We are planning to buy a property there.
For the meantime, the company where my husband works will shoulder our lodging expenses.
anyways, what freehold areas are considered high-end areas? 
We are interested in buying an apartment within good residential areas. I only have Dubai Marina in mind (it's a freehold area, right?).
Anyways, information regarding the freehold areas will be very much appreciated. 
Thank you in advance!

Keziah


----------



## dubaiguy (Aug 1, 2007)

Sher said:


> In 2001, the dubai government announced freehold property and 99years ownership on property for everyone.


What does that mean?

What is 99 years ownership? What is freehold property?


----------



## Sher (Jul 28, 2007)

keziah_sandiego said:


> Hi Sher.
> Glad I saw your post.
> I am a bit confused. My husband and I are to be relocated in Dubai very soon.
> We are planning to buy a property there.
> ...


Hi, Its good to hear you guys shifting to dubai. I am sure you will love it here. There are a lot of High end freehold areas like dubai marina, the palm(jumeirah) etc... But if you want an apartment the best place would be Dubai marina since there are a lot of buildings there which are completed and the area is also considered high end.

If u need any more information pls feel free to contact me.


----------



## Sher (Jul 28, 2007)

dubaiguy said:


> What does that mean?
> 
> What is 99 years ownership? What is freehold property?


99years is leasehold which means you own the property for 99years only. but this is there in very few areas.

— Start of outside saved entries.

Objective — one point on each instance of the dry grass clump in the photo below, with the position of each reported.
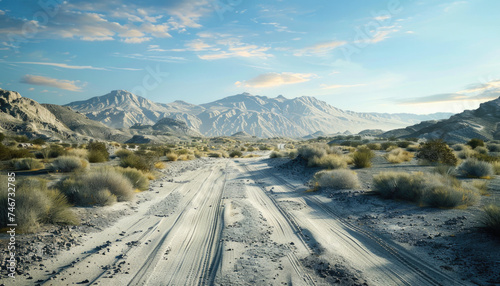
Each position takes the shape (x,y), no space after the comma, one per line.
(398,155)
(68,164)
(309,151)
(123,153)
(138,179)
(425,188)
(330,161)
(80,153)
(172,157)
(28,164)
(474,168)
(493,147)
(36,204)
(362,157)
(491,218)
(338,179)
(102,186)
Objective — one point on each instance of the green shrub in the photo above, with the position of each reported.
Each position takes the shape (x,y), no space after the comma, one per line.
(136,177)
(28,164)
(491,218)
(362,158)
(436,151)
(235,153)
(123,153)
(135,161)
(329,162)
(68,164)
(97,152)
(102,186)
(475,142)
(338,179)
(474,168)
(309,151)
(35,204)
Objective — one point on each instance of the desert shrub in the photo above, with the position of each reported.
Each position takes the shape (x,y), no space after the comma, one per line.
(172,157)
(398,155)
(80,153)
(309,151)
(102,186)
(403,144)
(475,142)
(97,152)
(67,164)
(496,167)
(491,218)
(123,153)
(338,179)
(328,161)
(362,158)
(35,204)
(412,148)
(374,146)
(481,150)
(135,161)
(138,179)
(28,164)
(214,155)
(474,168)
(492,147)
(436,151)
(386,145)
(235,153)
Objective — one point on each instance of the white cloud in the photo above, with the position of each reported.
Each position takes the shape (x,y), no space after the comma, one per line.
(275,79)
(52,82)
(320,48)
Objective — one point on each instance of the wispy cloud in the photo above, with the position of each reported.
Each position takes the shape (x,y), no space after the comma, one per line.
(275,79)
(59,65)
(335,86)
(52,82)
(320,48)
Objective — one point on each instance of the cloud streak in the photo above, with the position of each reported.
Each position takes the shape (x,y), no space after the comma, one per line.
(274,79)
(52,82)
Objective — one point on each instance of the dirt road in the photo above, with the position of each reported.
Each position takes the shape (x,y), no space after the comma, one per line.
(236,222)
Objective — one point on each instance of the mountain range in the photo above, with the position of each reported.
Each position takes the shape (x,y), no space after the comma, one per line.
(256,115)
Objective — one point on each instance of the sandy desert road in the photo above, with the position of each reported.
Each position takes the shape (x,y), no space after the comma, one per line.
(236,222)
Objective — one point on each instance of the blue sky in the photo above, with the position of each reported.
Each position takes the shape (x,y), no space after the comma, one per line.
(376,56)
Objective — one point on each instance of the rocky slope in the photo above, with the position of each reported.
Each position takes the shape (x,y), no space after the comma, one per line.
(480,123)
(257,115)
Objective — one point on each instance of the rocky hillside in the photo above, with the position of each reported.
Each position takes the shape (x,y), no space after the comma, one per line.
(256,115)
(483,123)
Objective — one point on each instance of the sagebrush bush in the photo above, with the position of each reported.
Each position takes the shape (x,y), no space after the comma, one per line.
(330,161)
(362,158)
(138,179)
(172,157)
(36,204)
(101,186)
(474,168)
(491,218)
(28,164)
(429,189)
(493,147)
(68,164)
(123,153)
(398,155)
(436,151)
(235,153)
(309,151)
(338,179)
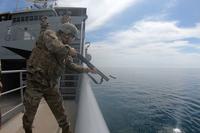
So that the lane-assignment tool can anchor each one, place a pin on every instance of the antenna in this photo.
(44, 3)
(17, 2)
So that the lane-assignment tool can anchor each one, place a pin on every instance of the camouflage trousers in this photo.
(33, 94)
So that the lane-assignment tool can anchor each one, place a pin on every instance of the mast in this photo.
(17, 2)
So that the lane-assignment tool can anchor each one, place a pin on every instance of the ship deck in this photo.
(44, 121)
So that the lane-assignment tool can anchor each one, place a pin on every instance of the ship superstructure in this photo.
(19, 31)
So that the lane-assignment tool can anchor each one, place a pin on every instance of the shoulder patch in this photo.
(51, 34)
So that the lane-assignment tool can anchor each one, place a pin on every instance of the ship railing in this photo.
(8, 114)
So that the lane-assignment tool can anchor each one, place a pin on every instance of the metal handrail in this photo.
(13, 71)
(13, 90)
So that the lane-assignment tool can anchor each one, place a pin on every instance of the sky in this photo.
(139, 33)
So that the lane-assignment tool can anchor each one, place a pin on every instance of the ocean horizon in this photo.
(151, 100)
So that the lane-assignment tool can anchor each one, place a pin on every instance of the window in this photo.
(14, 20)
(36, 18)
(26, 18)
(31, 18)
(18, 19)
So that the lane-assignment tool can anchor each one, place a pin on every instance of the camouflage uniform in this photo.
(45, 66)
(1, 87)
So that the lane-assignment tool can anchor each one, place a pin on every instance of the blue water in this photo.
(151, 100)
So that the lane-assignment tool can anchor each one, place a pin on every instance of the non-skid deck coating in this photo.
(44, 121)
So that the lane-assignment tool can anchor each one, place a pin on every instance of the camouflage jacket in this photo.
(49, 58)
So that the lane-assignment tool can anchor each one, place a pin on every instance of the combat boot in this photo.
(28, 130)
(66, 129)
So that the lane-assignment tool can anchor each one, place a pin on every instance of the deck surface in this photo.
(44, 121)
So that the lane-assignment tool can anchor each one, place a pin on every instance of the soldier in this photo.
(44, 68)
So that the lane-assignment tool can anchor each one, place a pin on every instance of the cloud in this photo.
(99, 11)
(149, 43)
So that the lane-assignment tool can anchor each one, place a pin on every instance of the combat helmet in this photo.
(69, 28)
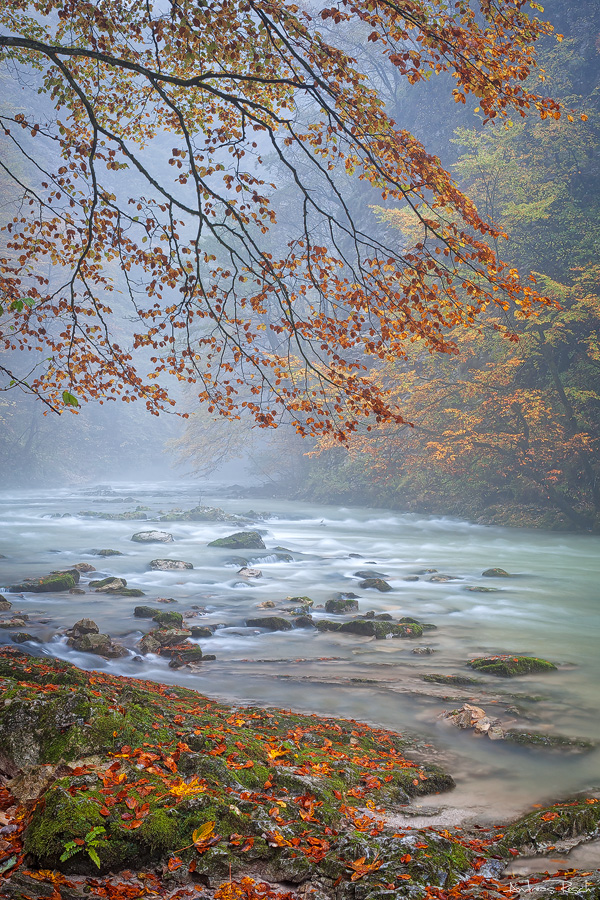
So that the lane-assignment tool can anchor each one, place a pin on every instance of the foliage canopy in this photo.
(144, 221)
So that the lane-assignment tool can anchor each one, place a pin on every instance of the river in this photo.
(550, 607)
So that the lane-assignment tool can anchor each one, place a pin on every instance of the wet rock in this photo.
(148, 644)
(442, 579)
(204, 514)
(100, 644)
(537, 739)
(21, 636)
(185, 655)
(15, 622)
(377, 584)
(167, 565)
(83, 626)
(168, 619)
(152, 537)
(167, 637)
(370, 573)
(107, 585)
(455, 680)
(511, 666)
(480, 589)
(272, 623)
(145, 612)
(199, 631)
(56, 581)
(339, 607)
(241, 540)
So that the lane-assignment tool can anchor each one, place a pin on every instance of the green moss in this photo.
(511, 666)
(60, 819)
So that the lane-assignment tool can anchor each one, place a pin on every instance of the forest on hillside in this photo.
(503, 429)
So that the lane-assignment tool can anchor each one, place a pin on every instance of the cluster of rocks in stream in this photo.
(182, 793)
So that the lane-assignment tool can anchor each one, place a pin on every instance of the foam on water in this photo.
(551, 610)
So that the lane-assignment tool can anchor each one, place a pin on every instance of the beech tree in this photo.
(137, 163)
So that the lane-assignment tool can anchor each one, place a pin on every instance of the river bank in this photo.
(439, 614)
(125, 788)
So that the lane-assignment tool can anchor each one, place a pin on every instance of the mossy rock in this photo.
(271, 623)
(544, 828)
(456, 680)
(241, 540)
(56, 581)
(339, 606)
(145, 612)
(377, 584)
(168, 619)
(560, 743)
(511, 666)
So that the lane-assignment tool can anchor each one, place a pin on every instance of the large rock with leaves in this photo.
(56, 581)
(241, 540)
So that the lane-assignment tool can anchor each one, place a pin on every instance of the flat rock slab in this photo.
(152, 537)
(241, 540)
(167, 565)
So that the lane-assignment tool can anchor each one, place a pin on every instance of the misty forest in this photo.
(300, 449)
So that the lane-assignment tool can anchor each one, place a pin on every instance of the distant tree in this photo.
(142, 202)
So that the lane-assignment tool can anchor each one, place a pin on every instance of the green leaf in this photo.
(93, 855)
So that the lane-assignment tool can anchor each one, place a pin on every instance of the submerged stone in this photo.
(241, 540)
(377, 584)
(168, 619)
(339, 606)
(271, 623)
(56, 581)
(152, 537)
(166, 565)
(511, 666)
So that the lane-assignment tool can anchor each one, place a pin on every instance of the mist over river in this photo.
(550, 608)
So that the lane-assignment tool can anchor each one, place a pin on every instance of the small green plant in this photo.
(88, 843)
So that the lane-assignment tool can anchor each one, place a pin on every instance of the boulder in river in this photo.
(166, 565)
(108, 585)
(145, 612)
(339, 606)
(152, 537)
(241, 540)
(168, 619)
(377, 584)
(56, 581)
(83, 626)
(272, 623)
(510, 666)
(93, 642)
(246, 572)
(22, 636)
(370, 573)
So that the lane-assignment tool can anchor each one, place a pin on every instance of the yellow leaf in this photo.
(204, 832)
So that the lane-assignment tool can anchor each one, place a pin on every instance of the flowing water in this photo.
(549, 608)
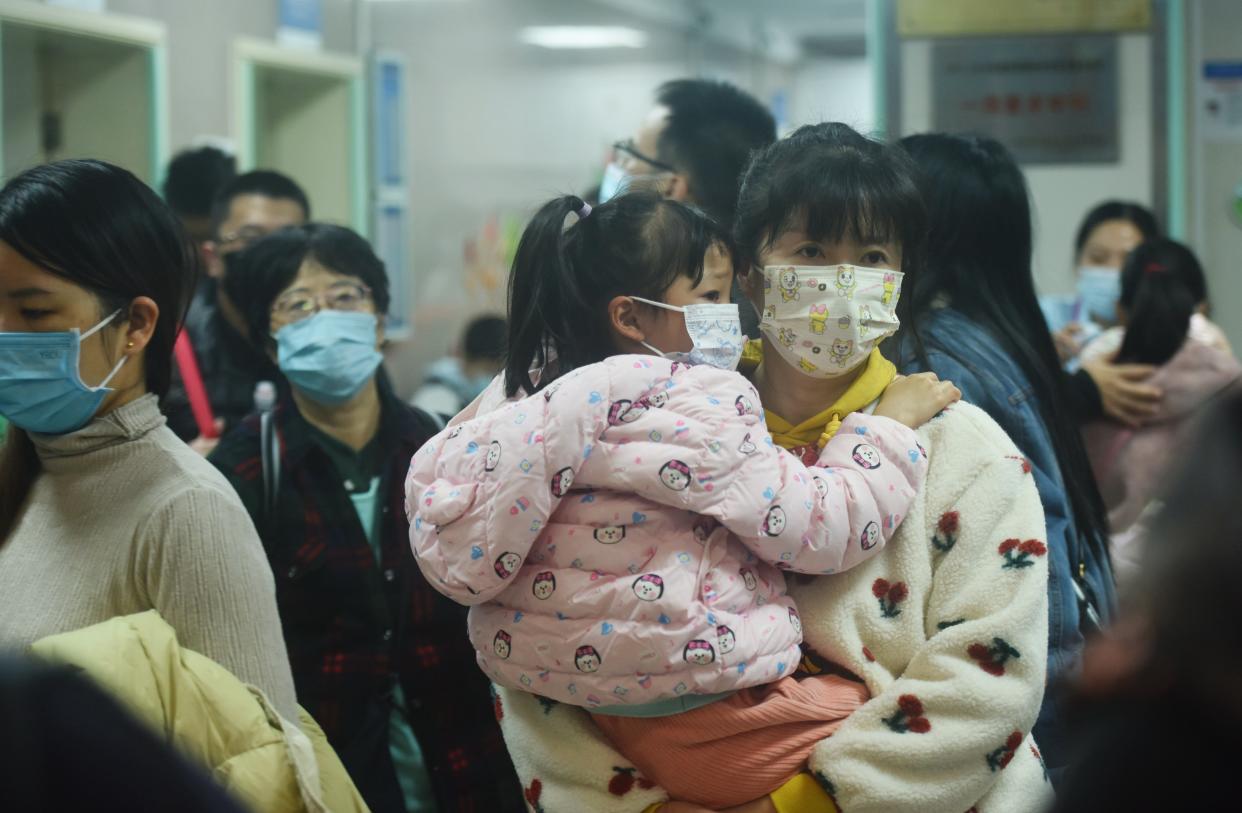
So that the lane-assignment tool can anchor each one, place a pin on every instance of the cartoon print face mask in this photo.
(826, 320)
(714, 330)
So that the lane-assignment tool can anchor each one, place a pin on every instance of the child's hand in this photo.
(917, 399)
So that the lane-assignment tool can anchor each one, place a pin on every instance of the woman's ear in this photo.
(624, 319)
(140, 324)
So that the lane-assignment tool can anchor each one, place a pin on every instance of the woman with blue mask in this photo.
(1104, 238)
(103, 512)
(379, 657)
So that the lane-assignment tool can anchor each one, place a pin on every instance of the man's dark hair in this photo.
(195, 178)
(260, 181)
(713, 129)
(485, 339)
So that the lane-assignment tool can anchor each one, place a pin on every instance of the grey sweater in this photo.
(126, 518)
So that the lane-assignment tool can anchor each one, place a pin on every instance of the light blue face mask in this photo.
(714, 330)
(330, 355)
(41, 387)
(1099, 287)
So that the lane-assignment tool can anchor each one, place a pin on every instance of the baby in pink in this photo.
(621, 534)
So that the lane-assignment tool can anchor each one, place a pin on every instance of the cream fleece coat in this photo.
(947, 626)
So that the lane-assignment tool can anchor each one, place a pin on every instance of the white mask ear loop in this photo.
(657, 304)
(119, 364)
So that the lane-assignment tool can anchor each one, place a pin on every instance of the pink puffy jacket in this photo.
(621, 534)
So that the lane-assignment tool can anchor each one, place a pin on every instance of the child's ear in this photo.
(679, 189)
(624, 319)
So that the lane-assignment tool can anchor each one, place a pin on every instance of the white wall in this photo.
(1215, 169)
(497, 128)
(834, 89)
(1062, 194)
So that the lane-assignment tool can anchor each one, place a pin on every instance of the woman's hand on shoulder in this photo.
(759, 806)
(917, 399)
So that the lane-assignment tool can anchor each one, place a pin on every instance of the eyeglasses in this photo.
(297, 305)
(632, 150)
(244, 236)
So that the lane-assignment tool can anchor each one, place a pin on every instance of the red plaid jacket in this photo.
(353, 627)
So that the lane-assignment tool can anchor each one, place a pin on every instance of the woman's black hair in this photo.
(1161, 287)
(1134, 214)
(99, 227)
(260, 272)
(835, 183)
(979, 261)
(562, 281)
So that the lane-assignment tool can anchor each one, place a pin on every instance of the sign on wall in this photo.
(1048, 99)
(1221, 102)
(391, 212)
(299, 24)
(990, 17)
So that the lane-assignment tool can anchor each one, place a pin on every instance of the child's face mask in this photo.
(826, 319)
(716, 330)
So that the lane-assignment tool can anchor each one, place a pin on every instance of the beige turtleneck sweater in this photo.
(126, 518)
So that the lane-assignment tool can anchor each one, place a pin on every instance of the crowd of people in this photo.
(778, 488)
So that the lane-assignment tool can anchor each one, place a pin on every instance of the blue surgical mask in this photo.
(41, 387)
(1099, 287)
(714, 330)
(330, 355)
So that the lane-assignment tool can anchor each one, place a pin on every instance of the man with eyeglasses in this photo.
(251, 206)
(693, 147)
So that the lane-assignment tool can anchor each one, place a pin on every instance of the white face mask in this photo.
(826, 319)
(714, 329)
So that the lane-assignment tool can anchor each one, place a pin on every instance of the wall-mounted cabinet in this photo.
(81, 86)
(303, 114)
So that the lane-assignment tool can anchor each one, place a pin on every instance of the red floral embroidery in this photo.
(533, 793)
(999, 759)
(992, 659)
(1025, 462)
(947, 531)
(889, 596)
(1019, 554)
(908, 716)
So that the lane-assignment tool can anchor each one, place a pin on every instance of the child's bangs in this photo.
(678, 240)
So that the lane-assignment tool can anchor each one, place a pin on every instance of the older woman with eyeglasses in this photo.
(379, 657)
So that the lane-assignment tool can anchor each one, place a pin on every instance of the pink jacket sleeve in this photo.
(478, 493)
(699, 443)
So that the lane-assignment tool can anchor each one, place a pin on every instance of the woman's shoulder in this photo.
(178, 473)
(965, 436)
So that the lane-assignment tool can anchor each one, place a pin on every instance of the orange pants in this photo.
(739, 749)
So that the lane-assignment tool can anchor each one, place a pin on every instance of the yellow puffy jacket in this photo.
(210, 716)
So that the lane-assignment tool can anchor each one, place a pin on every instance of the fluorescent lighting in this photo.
(583, 36)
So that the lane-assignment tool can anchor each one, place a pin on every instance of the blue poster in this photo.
(299, 22)
(388, 123)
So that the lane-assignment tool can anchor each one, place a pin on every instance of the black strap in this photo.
(270, 454)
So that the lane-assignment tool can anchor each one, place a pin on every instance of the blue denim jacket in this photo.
(966, 354)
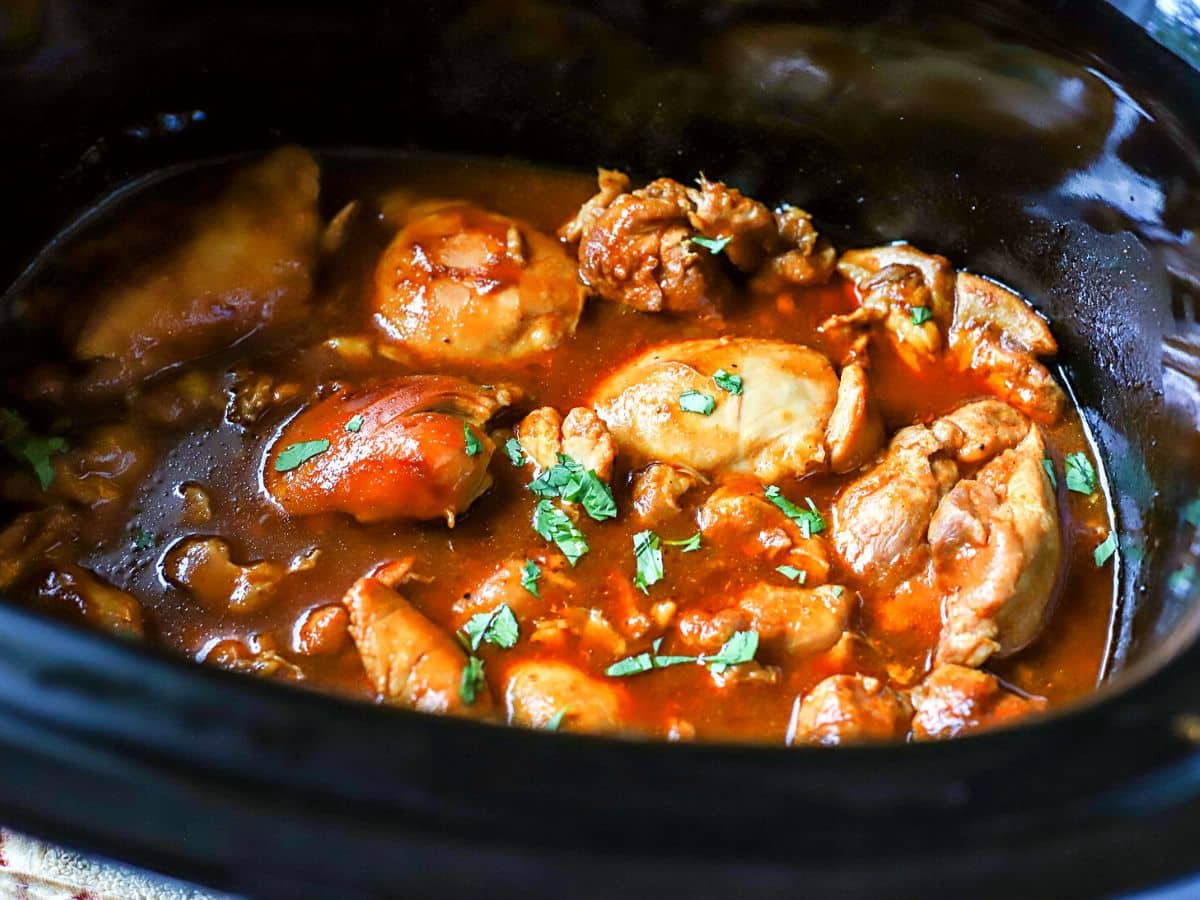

Freehold is your ownership forever. There are a lot of properties of this type for obvious reasons


----------



## roamer (May 24, 2007)

I think they have arrangements like that in Hawaii, where only a few families pretty much own all of the land, and everyone else just owns a 99-year lease.


----------



## Sher (Jul 28, 2007)

roamer said:


> I think they have arrangements like that in Hawaii, where only a few families pretty much own all of the land, and everyone else just owns a 99-year lease.



Well nothing like that over here. Everyone can buy freehold or leasehold depending on what they need or want. Lots of freehold properties popping up here.


----------



## Kilani (Jul 31, 2007)

Originally Posted by keziah_sandiego 
Hello. My husband and I are to be relocated in Dubai very soon. We are planning to buy an apartment but I am confused of the freehold law.
What freehold areas are considered high-end residential areas? 


*There are three major developers in the city, which are Emaar, Nakheel and Dubai Properties, any development constructed on any of the three is a Free Hold. 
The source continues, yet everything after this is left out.